The patient underwent an electrophysiological study (EPS) and catheter ablation under guidance with the Carto 3 electroanatomical mapping system (Biosense Webster, South Diamond Bar, CA, USA). Voltage mapping of the RV endocardium during sinus rhythm showed a broad electrical scar area, whereas a preserved voltage amplitude was seen on the anterior wall and interventricular septum (Figure 3B). A VT (cycle length = 460 ms) with a right bundle branch block pattern and inferior axis was induced with programmed RV extrastimulation (Figure 3C). During the VT, QRS alternans was seen, which was especially obvious in leads V5 and V6. Since his haemodynamic state was stable during the VT, we could perform activation mapping (Figure 4A). Concealed entrainment by pacing from the low-voltage zone of the anterior RV with a post-pacing interval of 475 ms suggested that the mechanism of this VT was re-entry. Interestingly, the QRS alternans was simultaneously reproduced during the entrainment pacing (Figure 4B). Furthermore, the intracardiac electrograms exhibiting 2:1 conduction were documented on the RV free wall near the apex (Figure 5). There were two components, one was coincident with the VT cycle length, but the other was seen in a 2:1 ratio. At the timing of the appearance of a latter electrogram, slurs in the initial QRS on the 12-lead ECG occurred, which was related to the mechanism of the QRS alternans during the VT.

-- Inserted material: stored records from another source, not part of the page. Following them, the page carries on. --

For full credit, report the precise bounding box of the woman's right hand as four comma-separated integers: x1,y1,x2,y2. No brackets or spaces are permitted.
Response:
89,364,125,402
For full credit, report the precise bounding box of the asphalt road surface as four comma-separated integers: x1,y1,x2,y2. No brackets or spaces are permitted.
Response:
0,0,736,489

Although a critical narrow isthmus of the VT re-entrant circuit was not definitely detected by the EPS, the anterior RV wall was a part of the VT circuit. Thus, a horizontal linear ablation with a target of the diastolic potentials in that area was performed resulting in VT termination. No VT was induced after catheter ablation. He has been free from appropriate ICD therapy in more than 2 years of follow-up.
Discussion
The main prognostic factors of Uhl’s anomaly are ventricular arrhythmias and right-sided heart failure.4,7–9 To date, only a few cases in living adult patients with Uhl’s anomaly have been reported.7–10 This case, to the best of our knowledge, is the first case of a suggested Uhl’s anomaly complicated with VT, in which catheter ablation was successfully performed. Interestingly, QRS alternans during the VT was observed in our case. Furthermore, this QRS alternans was reproduced by entrainment pacing from the circuit of the VT. Generally, possible electrical mechanisms of QRS alternans are due to triggered activity, varying degrees of aberrancy, refractoriness of different regions of the ventricles, or multiple exit sites from the site of origin.11,12
In our case, two types of local electrograms on the RV free wall near the apex were documented. Those components could be considered as near-field and far-field electrograms, which suggested the existence of local 2-to-1 conduction block between the two regions. The distal region was considered to be the bystander area from the fact that the post pacing interval of 70 ms was longer than the VT cycle length. As the QRS alternans and 2 to 1 conduction on the RV free wall near the apex occurred simultaneously, the electrical heterogeneity of the excitation in this bystander area generated the QRS alternans during the VT.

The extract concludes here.